Tuesday, 31 October 2006

Questions without Notice

Climate Change

2:34 pm

Photo of Ian MacfarlaneIan Macfarlane (Groom, Liberal Party, Minister for Industry, Tourism and Resources) Share this | Hansard source

Actions like the $500 million Low Emissions Technology Demonstration Fund, which has seen projects already announced that will lower greenhouse gas emissions by millions of tonnes per annum; the $100 million renewable energy development initiative, which has already seen some 16 renewable energy projects awarded funding across the country; and of course the $75 million Solar Cities program, which is seeing groundbreaking solar energy technology trialled throughout Australia, including in Adelaide and Townsville. These programs are part of a $2 billion strategy laid out by this government. It is a strategy to lower greenhouse gas emissions which is unashamedly focused on practical technological measures which deliver real greenhouse gas reductions. This approach was emphasised heavily in today’s Stern report. According to the report:

Effective action on the scale required to tackle climate change requires a widespread shift to new or improved technology in key sectors ...

The report goes on:

... closer collaboration between government and industry will further stimulate the development of a broad portfolio of low carbon technologies and reduce costs.

The report goes on to say:

Policy should be aimed at bringing a portfolio of low-emission technology options to commercial viability

That is precisely what this government is doing, and those opposite are not prepared to accept the hard work of policy to put these initiatives in place. They chant ‘Kyoto’ and yet Stern says there is no single-bullet solution to this complex global issue. Concerted international action is needed, yet Labor continues to just say one thing: Kyoto.
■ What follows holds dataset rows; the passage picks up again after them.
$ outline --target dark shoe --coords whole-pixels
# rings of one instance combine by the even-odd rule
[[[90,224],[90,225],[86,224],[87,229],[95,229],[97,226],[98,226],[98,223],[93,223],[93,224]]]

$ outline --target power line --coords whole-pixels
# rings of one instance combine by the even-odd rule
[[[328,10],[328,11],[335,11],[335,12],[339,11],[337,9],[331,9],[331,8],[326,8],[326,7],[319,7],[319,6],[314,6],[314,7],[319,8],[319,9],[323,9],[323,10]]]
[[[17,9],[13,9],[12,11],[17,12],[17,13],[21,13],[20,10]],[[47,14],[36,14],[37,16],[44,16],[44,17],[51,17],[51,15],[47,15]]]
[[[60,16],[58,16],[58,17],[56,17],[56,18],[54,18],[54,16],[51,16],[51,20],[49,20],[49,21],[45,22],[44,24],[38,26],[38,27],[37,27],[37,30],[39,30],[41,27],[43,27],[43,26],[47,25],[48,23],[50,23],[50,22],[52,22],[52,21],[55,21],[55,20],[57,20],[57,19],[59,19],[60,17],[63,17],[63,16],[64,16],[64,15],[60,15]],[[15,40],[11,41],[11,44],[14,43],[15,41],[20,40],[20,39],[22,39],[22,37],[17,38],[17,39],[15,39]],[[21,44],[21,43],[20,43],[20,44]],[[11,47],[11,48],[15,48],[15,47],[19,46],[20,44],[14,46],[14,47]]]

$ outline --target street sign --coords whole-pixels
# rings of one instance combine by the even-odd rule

Kyoto is not a global trading system and it is not successful in lowering the greenhouse gas emissions of most countries. It binds less than half of the world to emissions reduction, and most of those are going to miss their targets. Over the life of the treaty, global emissions will grow by some 40 per cent. It shows once again that taxes, treaties and targets do not deliver greenhouse gas savings; technology does—and technology is exactly what this government is delivering.